When you talk about Bull it’s hard not to talk about Kit, too. They compete against each other all the time. “Kit and Bull are so intense that I doubt the average person could trial either one of them easily. Some dogs work for one person, but Bull works for both Sherry and me. Sherry does the pretty, controlled work in the trial ring. I do the work at home and my son has been able to load cattle with Bull when I’ve been gone. Bull has sired six litters to date. Two pups from the first litter have already earned their Working Trial Champion titles. The other pups are working hard on ranches and dairies. His second litter is just starting to trial.”
“Pepper, WTCH Windsong’s Rip Rap, is a different story. She is by WTCH Little Spots Speckled Image out of WTCH Windsong’s City Rhythm. This dog’s flexibility is amazing, particularly in a young dog. She is a great heeling dog that will go to the head. She will work a long ways away from you or very close, will take every command and has all the `try’ in her you could possibly want. Pepper earned her Working Trial Championship title in eleven trial days with Kathy Warren and me handling her — Kathy, of course, did the hard part in training her and trialing her in the open and advanced classes. Pepper is very forgiving if you mess up and give her the wrong command. She isn’t as strong as Bull on the head, but she keeps getting better and better. She makes quite a team when worked with Bull at the ranch. Pretty hard to beat!
“My current breeding program consists of crossing Bull and Pepper.
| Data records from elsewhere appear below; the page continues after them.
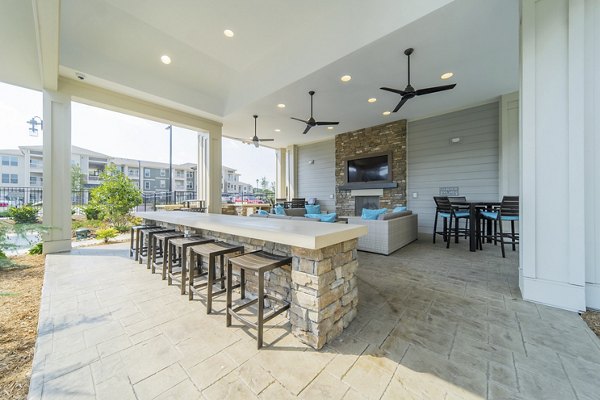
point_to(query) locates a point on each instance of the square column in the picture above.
(213, 195)
(57, 172)
(281, 187)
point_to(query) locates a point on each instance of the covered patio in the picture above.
(432, 323)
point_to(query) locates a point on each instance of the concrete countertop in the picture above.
(306, 234)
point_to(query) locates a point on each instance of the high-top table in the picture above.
(321, 285)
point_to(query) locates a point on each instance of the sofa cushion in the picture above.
(295, 212)
(313, 209)
(372, 214)
(279, 210)
(392, 215)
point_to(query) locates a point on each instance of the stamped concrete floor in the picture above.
(432, 323)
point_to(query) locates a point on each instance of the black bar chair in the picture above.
(449, 215)
(508, 211)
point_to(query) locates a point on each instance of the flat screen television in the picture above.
(374, 168)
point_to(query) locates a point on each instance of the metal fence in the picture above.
(20, 196)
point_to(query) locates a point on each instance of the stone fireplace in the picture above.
(370, 202)
(385, 138)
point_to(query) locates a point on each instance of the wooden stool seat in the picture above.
(259, 262)
(159, 253)
(142, 242)
(211, 251)
(176, 262)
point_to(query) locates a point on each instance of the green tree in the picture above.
(116, 196)
(77, 178)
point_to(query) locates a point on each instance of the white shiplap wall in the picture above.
(317, 179)
(434, 162)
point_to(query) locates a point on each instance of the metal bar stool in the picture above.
(134, 235)
(211, 251)
(177, 255)
(141, 246)
(259, 262)
(159, 253)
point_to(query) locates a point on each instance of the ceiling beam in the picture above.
(46, 14)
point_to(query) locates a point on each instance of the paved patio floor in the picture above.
(432, 323)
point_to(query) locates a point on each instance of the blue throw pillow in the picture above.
(279, 210)
(313, 216)
(372, 214)
(313, 209)
(328, 217)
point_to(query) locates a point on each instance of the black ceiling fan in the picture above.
(311, 121)
(409, 92)
(255, 140)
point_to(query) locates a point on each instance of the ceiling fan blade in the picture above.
(327, 123)
(434, 89)
(397, 91)
(401, 103)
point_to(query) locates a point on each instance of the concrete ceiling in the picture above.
(280, 51)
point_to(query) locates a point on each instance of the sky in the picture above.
(120, 135)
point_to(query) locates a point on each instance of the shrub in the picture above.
(92, 212)
(23, 215)
(106, 234)
(36, 249)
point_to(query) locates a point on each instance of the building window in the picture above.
(10, 161)
(10, 178)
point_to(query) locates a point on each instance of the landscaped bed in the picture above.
(20, 292)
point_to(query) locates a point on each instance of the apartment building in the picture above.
(231, 184)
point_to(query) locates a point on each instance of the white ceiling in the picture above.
(281, 50)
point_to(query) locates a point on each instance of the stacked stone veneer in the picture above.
(389, 137)
(321, 285)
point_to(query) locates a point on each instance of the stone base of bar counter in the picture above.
(321, 285)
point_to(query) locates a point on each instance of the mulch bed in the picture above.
(20, 293)
(592, 318)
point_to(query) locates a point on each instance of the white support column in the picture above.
(280, 189)
(213, 198)
(57, 172)
(292, 170)
(552, 153)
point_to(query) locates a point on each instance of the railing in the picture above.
(151, 200)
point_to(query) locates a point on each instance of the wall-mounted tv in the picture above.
(372, 168)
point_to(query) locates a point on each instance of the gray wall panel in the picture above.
(434, 162)
(318, 179)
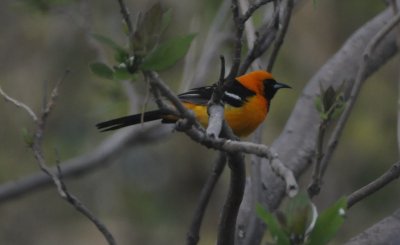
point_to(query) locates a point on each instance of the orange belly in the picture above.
(243, 120)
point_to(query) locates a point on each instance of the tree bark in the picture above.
(296, 143)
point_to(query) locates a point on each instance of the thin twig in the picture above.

Bull is shorter in the leg but deep bodied with that great stride and a real heading dog that hits heels too. Pepper is a leggy bitch with a good nose and hard hitting on the heels. We will probably get all kinds, then go on to breed up the strong points, the ones we want to predominate, in the next generation. That’s the job of the conscientious breeder. Twin Oaks has done that. Windsong has done that. Las Rocosa has some great lines. Slash V and Woods have contributed a bunch to the working dog. There are people out there breeding working Aussies . . . good ones.”
Cee is petrified about what will happen to the Aussie and working dogs in the future. Her experience with hounds has taught her how easy it is to lose performing ability. She is doing her part to keep the working instinct and cherished versatile traits in the Australian Shepherd. Cee likes to trial her dogs, and some cowboys and ranchers do attend trials to look for good dogs, but proving their worth on a ranch is where it all pays off for her. Let’s hope there are a lot of others out there like Cee…willing to preserve these hard-working dogs for future generations.
Working Aussie Source editor’s notes: A scholarship fund in memory of Cee Hambo has been established by the Australian Shepherd Club of America, to financially assist students who have “demonstrated their accomplishments, awards, and activities associated with Australian Shepherds.”
In addition to her other contributions to the Australian Shepherd, Cee was a highly skilled photographer and her great photos of working Aussies are still widely published.